6. Uitgaande van een grote hoeveelheid microfiches geldt voor die massa: hoe hoger het saldo van het microfiche is, hoe hoger de correctie is.
7. De spreiding van de correcties over de jaren vertoont een dalende trend van 1990 tot en met 1995 en een stijgende trend van 1996 tot en met 2000. Ik heb het gemiddelde bepaald van alle meewerkers welk procentueel deel van de totale correctie in elk jaar viel. Deze verdeling is gemaakt voor ondernemers en particulieren afzonderlijk en voor vermogensbelasting en inkomstenbelasting.

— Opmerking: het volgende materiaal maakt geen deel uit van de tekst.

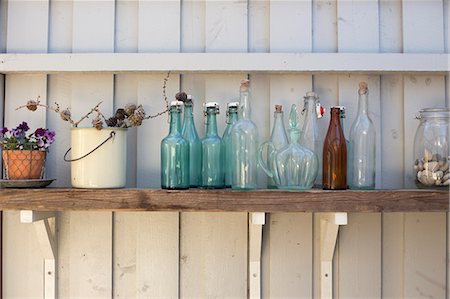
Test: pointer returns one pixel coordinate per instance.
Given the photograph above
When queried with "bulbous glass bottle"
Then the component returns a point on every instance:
(232, 117)
(278, 140)
(212, 166)
(295, 166)
(310, 136)
(334, 173)
(244, 144)
(362, 144)
(175, 153)
(190, 134)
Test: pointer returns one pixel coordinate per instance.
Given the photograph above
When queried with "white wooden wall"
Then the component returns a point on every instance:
(204, 255)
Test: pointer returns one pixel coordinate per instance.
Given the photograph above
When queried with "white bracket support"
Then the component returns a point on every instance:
(256, 221)
(47, 241)
(329, 227)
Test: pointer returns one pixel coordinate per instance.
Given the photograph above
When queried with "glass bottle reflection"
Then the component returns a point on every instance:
(232, 117)
(335, 154)
(212, 171)
(175, 153)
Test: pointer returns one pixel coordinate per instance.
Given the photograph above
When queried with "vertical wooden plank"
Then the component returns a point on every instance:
(324, 33)
(126, 26)
(291, 235)
(60, 26)
(30, 36)
(425, 255)
(419, 17)
(213, 255)
(360, 250)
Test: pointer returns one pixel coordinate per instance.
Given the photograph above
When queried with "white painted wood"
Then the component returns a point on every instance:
(258, 25)
(213, 255)
(159, 26)
(256, 222)
(93, 26)
(358, 23)
(226, 62)
(290, 26)
(85, 255)
(30, 36)
(392, 131)
(126, 26)
(360, 250)
(291, 235)
(60, 26)
(424, 256)
(324, 26)
(423, 26)
(393, 255)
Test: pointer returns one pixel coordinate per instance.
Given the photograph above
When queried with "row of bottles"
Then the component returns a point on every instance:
(297, 160)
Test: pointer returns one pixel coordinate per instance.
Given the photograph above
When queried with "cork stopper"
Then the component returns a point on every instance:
(278, 108)
(245, 84)
(363, 87)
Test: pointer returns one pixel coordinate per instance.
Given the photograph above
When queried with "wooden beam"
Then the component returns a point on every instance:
(55, 199)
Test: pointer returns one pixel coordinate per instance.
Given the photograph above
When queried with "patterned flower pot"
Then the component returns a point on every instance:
(24, 164)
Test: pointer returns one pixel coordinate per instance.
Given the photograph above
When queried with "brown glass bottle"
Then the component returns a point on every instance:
(334, 155)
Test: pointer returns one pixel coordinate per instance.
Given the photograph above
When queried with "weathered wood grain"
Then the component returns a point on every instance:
(56, 199)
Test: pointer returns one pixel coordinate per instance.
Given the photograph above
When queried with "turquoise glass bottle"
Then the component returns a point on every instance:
(190, 134)
(362, 143)
(244, 144)
(175, 152)
(212, 166)
(232, 116)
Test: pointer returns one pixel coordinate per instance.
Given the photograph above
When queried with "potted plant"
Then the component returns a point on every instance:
(24, 154)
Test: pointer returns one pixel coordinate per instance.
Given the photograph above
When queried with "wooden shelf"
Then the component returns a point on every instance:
(225, 62)
(56, 199)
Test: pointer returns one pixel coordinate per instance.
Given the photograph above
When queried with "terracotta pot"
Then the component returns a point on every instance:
(24, 164)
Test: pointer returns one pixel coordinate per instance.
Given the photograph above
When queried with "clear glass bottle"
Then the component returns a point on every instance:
(362, 143)
(311, 137)
(334, 173)
(295, 166)
(278, 140)
(212, 166)
(232, 117)
(175, 152)
(347, 143)
(432, 148)
(190, 134)
(244, 144)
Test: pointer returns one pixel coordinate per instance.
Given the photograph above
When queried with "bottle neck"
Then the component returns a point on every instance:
(175, 122)
(211, 124)
(244, 105)
(363, 104)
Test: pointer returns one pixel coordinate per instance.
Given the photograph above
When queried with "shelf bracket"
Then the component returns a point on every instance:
(329, 227)
(256, 221)
(47, 240)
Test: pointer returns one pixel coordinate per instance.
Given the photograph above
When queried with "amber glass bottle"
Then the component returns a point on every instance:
(335, 154)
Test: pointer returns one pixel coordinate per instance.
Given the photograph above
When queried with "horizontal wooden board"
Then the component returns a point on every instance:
(225, 62)
(56, 199)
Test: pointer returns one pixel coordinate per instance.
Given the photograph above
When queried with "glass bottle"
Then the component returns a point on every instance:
(432, 148)
(295, 166)
(347, 143)
(278, 140)
(232, 116)
(190, 134)
(244, 144)
(212, 166)
(334, 154)
(175, 152)
(362, 143)
(311, 136)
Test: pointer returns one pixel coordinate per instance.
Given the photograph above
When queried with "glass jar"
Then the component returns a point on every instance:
(431, 148)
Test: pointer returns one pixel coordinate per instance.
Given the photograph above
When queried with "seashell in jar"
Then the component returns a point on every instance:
(431, 166)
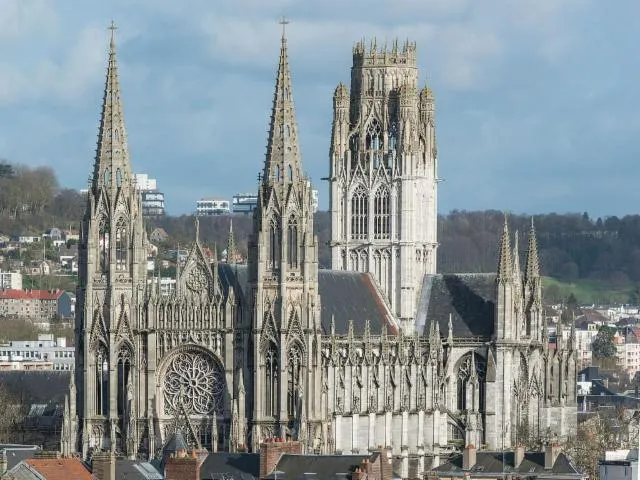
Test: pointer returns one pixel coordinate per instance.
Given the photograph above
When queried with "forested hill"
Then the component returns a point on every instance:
(572, 246)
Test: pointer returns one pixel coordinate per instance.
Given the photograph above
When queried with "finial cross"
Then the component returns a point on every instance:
(284, 22)
(113, 29)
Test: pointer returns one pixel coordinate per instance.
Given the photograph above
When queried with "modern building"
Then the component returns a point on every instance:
(36, 305)
(45, 349)
(152, 199)
(245, 203)
(334, 359)
(619, 465)
(10, 280)
(212, 206)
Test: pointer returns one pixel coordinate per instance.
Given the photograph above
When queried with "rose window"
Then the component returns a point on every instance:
(195, 381)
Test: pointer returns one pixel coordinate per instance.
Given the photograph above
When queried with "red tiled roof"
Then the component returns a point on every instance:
(60, 468)
(10, 294)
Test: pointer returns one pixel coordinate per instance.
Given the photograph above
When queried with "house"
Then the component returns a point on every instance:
(35, 304)
(50, 466)
(54, 234)
(550, 464)
(158, 235)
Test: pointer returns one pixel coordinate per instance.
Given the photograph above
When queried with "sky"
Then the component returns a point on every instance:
(537, 100)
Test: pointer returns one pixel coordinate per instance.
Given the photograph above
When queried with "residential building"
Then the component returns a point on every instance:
(332, 359)
(35, 305)
(45, 349)
(550, 464)
(152, 199)
(244, 203)
(165, 285)
(619, 465)
(10, 280)
(212, 206)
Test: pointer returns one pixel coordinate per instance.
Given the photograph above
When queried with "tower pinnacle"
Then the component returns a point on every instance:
(112, 168)
(283, 165)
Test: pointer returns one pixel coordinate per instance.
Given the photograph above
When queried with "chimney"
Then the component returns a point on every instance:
(183, 466)
(3, 462)
(469, 457)
(551, 453)
(103, 466)
(518, 455)
(271, 450)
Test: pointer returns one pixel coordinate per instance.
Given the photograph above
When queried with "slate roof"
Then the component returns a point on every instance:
(16, 453)
(489, 463)
(136, 470)
(230, 466)
(293, 467)
(344, 296)
(37, 386)
(468, 297)
(51, 469)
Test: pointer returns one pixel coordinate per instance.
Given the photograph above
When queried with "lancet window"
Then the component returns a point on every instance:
(292, 237)
(271, 380)
(294, 369)
(122, 246)
(374, 143)
(103, 245)
(102, 380)
(274, 243)
(359, 214)
(464, 374)
(124, 371)
(381, 214)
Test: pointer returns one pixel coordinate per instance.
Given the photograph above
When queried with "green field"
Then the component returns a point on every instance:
(586, 291)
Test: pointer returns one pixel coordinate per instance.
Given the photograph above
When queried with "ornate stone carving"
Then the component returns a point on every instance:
(196, 381)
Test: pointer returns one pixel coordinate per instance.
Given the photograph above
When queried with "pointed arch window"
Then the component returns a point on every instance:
(274, 243)
(103, 246)
(271, 380)
(464, 374)
(102, 380)
(122, 245)
(359, 214)
(292, 248)
(294, 371)
(382, 214)
(124, 358)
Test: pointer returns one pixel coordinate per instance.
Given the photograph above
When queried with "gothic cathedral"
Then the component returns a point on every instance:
(379, 350)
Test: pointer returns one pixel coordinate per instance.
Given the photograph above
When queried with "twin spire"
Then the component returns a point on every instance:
(282, 164)
(509, 263)
(112, 168)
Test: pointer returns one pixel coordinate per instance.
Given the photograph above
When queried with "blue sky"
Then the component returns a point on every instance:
(537, 100)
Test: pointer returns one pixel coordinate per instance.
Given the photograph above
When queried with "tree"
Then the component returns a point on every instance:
(603, 345)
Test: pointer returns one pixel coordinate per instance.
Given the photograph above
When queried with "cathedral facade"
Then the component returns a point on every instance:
(379, 350)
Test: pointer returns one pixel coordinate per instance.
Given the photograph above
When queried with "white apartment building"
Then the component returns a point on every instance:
(619, 465)
(45, 349)
(167, 284)
(213, 206)
(10, 280)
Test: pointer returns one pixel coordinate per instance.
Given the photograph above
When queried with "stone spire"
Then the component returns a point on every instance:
(517, 275)
(112, 167)
(532, 268)
(504, 263)
(231, 244)
(283, 165)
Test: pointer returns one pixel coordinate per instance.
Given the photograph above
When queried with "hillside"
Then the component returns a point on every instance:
(596, 259)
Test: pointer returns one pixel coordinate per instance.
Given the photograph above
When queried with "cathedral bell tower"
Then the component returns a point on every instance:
(283, 277)
(383, 194)
(112, 273)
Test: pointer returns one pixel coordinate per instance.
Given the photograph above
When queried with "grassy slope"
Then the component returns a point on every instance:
(589, 291)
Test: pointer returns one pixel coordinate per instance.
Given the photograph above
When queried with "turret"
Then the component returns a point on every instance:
(504, 328)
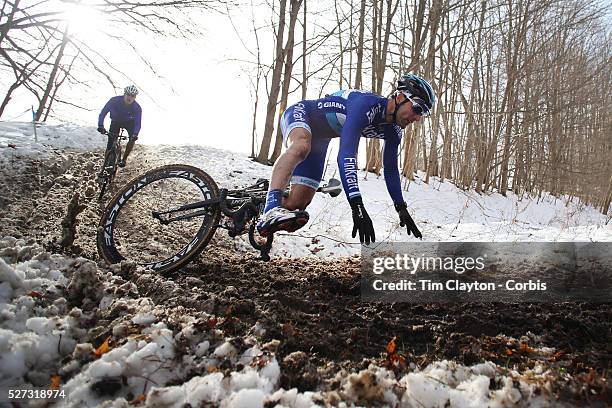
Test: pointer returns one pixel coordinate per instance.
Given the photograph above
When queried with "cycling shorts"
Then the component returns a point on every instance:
(310, 171)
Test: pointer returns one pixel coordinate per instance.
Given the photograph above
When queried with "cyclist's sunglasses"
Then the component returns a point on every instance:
(418, 106)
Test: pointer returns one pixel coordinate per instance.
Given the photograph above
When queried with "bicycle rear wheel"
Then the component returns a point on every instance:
(128, 230)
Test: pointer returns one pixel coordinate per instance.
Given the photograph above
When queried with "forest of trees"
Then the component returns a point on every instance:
(524, 89)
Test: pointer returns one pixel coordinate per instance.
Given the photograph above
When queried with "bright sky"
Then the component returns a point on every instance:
(202, 98)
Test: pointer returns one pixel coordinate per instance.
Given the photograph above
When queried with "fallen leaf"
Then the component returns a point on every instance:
(138, 399)
(211, 323)
(104, 348)
(391, 345)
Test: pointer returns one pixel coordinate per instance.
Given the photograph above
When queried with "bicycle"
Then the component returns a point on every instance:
(140, 217)
(111, 162)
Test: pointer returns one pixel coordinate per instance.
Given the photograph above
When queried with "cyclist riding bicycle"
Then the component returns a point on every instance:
(307, 128)
(126, 114)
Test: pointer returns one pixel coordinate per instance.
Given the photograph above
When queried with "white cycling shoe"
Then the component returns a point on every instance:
(280, 218)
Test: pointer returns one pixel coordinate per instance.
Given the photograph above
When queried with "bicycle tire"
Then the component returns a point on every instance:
(206, 185)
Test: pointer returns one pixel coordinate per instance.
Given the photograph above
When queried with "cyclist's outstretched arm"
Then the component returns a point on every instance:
(137, 121)
(103, 113)
(347, 164)
(391, 170)
(347, 155)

Redelijke aanslag: manier van berekening
Als sprake is van omkering van de bewijslast, dan mag de inspecteur de aanslag niet naar willekeur vaststellen. Het dient een redelijke aanslag te zijn. In oktober 2002 diende ik dus de aanslagen naar redelijkheid te bepalen. Aangezien het niet te verwachten viel dat als ik alleen 1990 zou opleggen belanghebbende over de andere jaren alsnog aan zijn informatieplicht zou voldoen heb ik de aanslagen over alle jaren opgelegd.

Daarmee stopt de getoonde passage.